Speeches from the 2008 Democratic National Convention
Remarks to the 2008 Democratic National Convention
I’m a rancher who has made my living raising cattle and growing wheat, barley and alfalfa in Montana, a beautiful place with soaring peaks, pristine rivers and endless prairies. I’m probably a little biased, but I think it’s the best place in the world to raise a family, to start and grow a business, and to build a community.
When I ran for governor of Montana, I had never before held elected office. I chose a Republican, John Bohlinger, to be my lieutenant governor, with the simple proposition that we could get more done working together than we could fighting. Because Montana really isn’t a red state or a blue state. As Senator Obama might put it, we’re a united state.
And so in three-and-a-half years, working together—Republicans and Democrats in Montana—we have cut more taxes for more Montanans than any time in history, increased energy production at the fastest rate in the history of Montana, invested more new money in education than ever before and we created the largest budget surplus in the history of Montana. That’s the kind of change we brought to Montana, and that’s the kind of change President Barack Obama is going to bring to America.
Like Senator Obama, my family has roots in the Great Plains. My grandparents were immigrants who came to Montana with nothing more than the clothes on their back, high hopes and faith in God. My family didn’t have much in our little house. But a few things stand out in my memory: a crucifix and, on our kitchen wall, a framed picture of President Kennedy. My parents never even graduated from high school, but President Kennedy’s idealism and spirit of possibility inspired them to send all six of us children to college. And when he said, “we’re going to the moon,” he showed us that no challenge was insurmountable.
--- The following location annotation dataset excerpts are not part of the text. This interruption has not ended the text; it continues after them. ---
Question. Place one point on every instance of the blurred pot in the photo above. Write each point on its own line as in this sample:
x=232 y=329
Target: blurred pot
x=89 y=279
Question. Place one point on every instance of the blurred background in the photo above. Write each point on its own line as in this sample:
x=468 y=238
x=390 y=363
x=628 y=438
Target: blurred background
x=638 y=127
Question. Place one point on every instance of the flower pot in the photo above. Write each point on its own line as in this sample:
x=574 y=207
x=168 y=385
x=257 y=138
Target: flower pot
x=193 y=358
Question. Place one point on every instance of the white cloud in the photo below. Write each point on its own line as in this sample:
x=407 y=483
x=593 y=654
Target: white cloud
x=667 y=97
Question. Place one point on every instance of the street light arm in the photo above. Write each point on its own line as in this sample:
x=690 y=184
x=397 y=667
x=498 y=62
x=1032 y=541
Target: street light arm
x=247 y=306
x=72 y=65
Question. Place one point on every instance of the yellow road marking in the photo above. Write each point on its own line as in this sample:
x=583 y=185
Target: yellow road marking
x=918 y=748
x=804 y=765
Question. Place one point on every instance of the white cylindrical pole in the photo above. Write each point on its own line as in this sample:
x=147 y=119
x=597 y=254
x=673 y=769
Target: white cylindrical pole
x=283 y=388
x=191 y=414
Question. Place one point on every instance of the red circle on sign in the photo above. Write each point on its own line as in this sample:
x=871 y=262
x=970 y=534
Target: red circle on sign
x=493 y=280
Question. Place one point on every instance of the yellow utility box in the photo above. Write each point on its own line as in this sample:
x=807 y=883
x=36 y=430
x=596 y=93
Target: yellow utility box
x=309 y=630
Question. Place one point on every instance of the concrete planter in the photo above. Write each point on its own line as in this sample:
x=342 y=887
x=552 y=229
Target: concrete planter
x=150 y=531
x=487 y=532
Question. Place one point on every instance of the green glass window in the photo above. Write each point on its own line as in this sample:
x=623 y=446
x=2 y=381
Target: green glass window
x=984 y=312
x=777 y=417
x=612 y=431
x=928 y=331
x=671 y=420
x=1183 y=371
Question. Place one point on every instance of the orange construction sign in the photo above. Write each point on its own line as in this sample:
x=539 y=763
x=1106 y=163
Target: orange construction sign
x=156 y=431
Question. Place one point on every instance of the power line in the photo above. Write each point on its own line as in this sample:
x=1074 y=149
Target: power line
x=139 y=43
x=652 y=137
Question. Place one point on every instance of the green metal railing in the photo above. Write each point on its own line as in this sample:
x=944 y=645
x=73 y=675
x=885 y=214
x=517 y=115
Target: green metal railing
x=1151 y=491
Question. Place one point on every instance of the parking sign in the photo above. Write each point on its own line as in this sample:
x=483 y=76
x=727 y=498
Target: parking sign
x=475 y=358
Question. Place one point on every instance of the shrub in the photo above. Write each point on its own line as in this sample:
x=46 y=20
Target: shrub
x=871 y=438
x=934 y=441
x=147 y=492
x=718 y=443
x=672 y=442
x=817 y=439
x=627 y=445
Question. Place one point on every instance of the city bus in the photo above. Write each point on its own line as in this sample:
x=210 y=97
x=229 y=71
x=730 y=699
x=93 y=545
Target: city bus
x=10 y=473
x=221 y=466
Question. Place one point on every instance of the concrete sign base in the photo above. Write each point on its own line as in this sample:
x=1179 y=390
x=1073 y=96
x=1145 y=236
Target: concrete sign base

A generation later, we face a great new challenge, a world energy crisis that threatens our economy, our security, our climate and our way of life. And until we address that energy crisis, our problems will only get worse. For eight long years, the White House has led us in the wrong direction. And now Senator McCain wants four more years of the same.
Can we afford four more years? Is it time for a change? When do we need it? And who do we need as the next President of the United States of America? That’s right. Barack Obama is the change we need!
Right now, the United States imports about 70 percent of its oil from overseas. At the same time, billions of dollars that we spend on all that foreign oil seems to end up in the bank accounts of those around the world who are openly hostile to American values and our way of life. This costly reliance on fossil fuels threatens America and the world in other ways, too. CO2 emissions are increasing global temperatures, sea levels are rising and storms are getting worse.
We need to break America’s addiction to foreign oil. We need a new energy system that is clean, green and American-made. And we need a president who can marshal our nation’s resources, get the job done and deliver the change we need.
That leader is Barack Obama. Barack Obama knows there’s no single platform for energy independence. It’s not a question of either wind or clean coal, solar or hydrogen, oil or geothermal. We need them all to create a strong American energy system, a system built on American innovation.
After eight years of a White House waiting hand and foot on big oil, John McCain offers more of the same. At a time of skyrocketing fuel prices, when American families are struggling to keep their gas tanks full, John McCain voted 25 times against renewable and alternative energy. Against clean biofuels. Against solar power. Against wind energy.
This not only hurts America’s energy independence, it could cost American families more than a hundred thousand jobs. At a time when America should be working harder than ever to develop new, clean sources, John McCain wants more of the same and has taken more than a million dollars in campaign donations from the oil and gas industry. Now he wants to give the oil companies another 4 billion dollars in tax breaks. Four billion in tax breaks for big oil?
That’s a lot of change, but it’s not the change we need.
In Montana, we’re investing in wind farms and we’re drilling in the Bakken formation, one of the most promising oil fields in America. We’re pursuing coal gasification with carbon sequestration and we’re promoting greater energy efficiency in homes and offices.
Even leaders in the oil industry know that Senator McCain has it wrong. We simply can’t drill our way to energy independence, even if you drilled in all of John McCain’s backyards, including the ones he can’t even remember.
That single-answer proposition is a dry well, and here’s why. America consumes 25 percent of the world’s oil, but has less than 3 percent of the reserves. You don’t need a $2 calculator to figure that one out. There just isn’t enough oil in America, on land or offshore, to meet America’s full energy needs.
Barack Obama understands the most important barrel of oil is the one you don’t use. Barack Obama’s energy strategy taps all sources and all possibilities. It will give you a tax credit if you buy a fuel-efficient car or truck, increase fuel-efficiency standards and put a million plug-in hybrids on the road.
Invest $150 billion over the next 10 years in clean, renewable energy technology. This will create up to 5 million new, green jobs and fuel long-term growth and prosperity. Senator Obama’s plan will also invest in a modern transmission grid to deliver this new, clean electricity from wind turbines and solar panels to homes, offices and the batteries in America’s new plug-in hybrid cars.